King Records Museum In Cincinnati's Future?

King Records Museum In Cincinnati's Future?
December 30, 2009
Rev. Keith A. Gordon

King Records, the Cincinnati-based independent label that specialized in blues, R&B, and country music during the 1950s and '60s, may finally be receiving the respect due such an important part of the 20th century American music landscape. In the wake of author Jon Hartley Fox's excellent book on the label, King of the Queen City, the city of Cincinnati is beginning to look upon its former musical ambassador to the world with a different perspective.
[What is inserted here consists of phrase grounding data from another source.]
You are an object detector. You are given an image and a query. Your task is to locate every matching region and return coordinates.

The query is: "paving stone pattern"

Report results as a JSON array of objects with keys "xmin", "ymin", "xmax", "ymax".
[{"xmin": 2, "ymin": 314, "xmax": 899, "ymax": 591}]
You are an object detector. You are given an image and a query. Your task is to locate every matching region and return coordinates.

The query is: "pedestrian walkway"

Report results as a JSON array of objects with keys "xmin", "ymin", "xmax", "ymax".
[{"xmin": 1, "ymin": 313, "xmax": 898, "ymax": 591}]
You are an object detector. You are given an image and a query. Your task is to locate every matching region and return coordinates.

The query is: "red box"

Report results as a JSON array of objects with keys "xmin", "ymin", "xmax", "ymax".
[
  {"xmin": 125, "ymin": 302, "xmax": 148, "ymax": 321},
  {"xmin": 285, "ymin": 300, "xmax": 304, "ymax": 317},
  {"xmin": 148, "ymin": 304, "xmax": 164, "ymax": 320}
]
The Cincinnati U.S.A. Music Heritage Foundation has placed a marker outside 811 Race Street honoring the 1945-1955 existence of the E.T. Herzog Recording Co., where several of King Record's influential early hit records were recorded. The foundation also moved into the space that once housed the studio and is looking to build a collection of the label's releases to display. CUMHF president Elliott Ruther is also said to be interested in launching a course on King Records at Cincinnati State University, where he serves as the director of development.

Most interesting, however, are plans to begin fundraising for a full-fledged King Records museum honoring the label that the visionary Syd Nathan founded in the late 1940s. A "King Studios" committee has been formed with an eye towards raising $10 - $12 million to build a 12,000-square-foot museum, for-profit recording studio, multipurpose space, and visual arts studio.

From the late-1940s through the mid-1960s, the list of artists recorded by King Records is truly phenomenal. From blues greats like Freddie King and John Lee Hooker and R&B pioneers like James Brown to country legends like the Delmore Brothers, King Records made stars from a diverse range of artists, breaking down racial and musical barriers while releasing some great music. Although the label went under shortly after Nathan's death in 1968, it is well deserving of a permanent place in Cincinnati music history.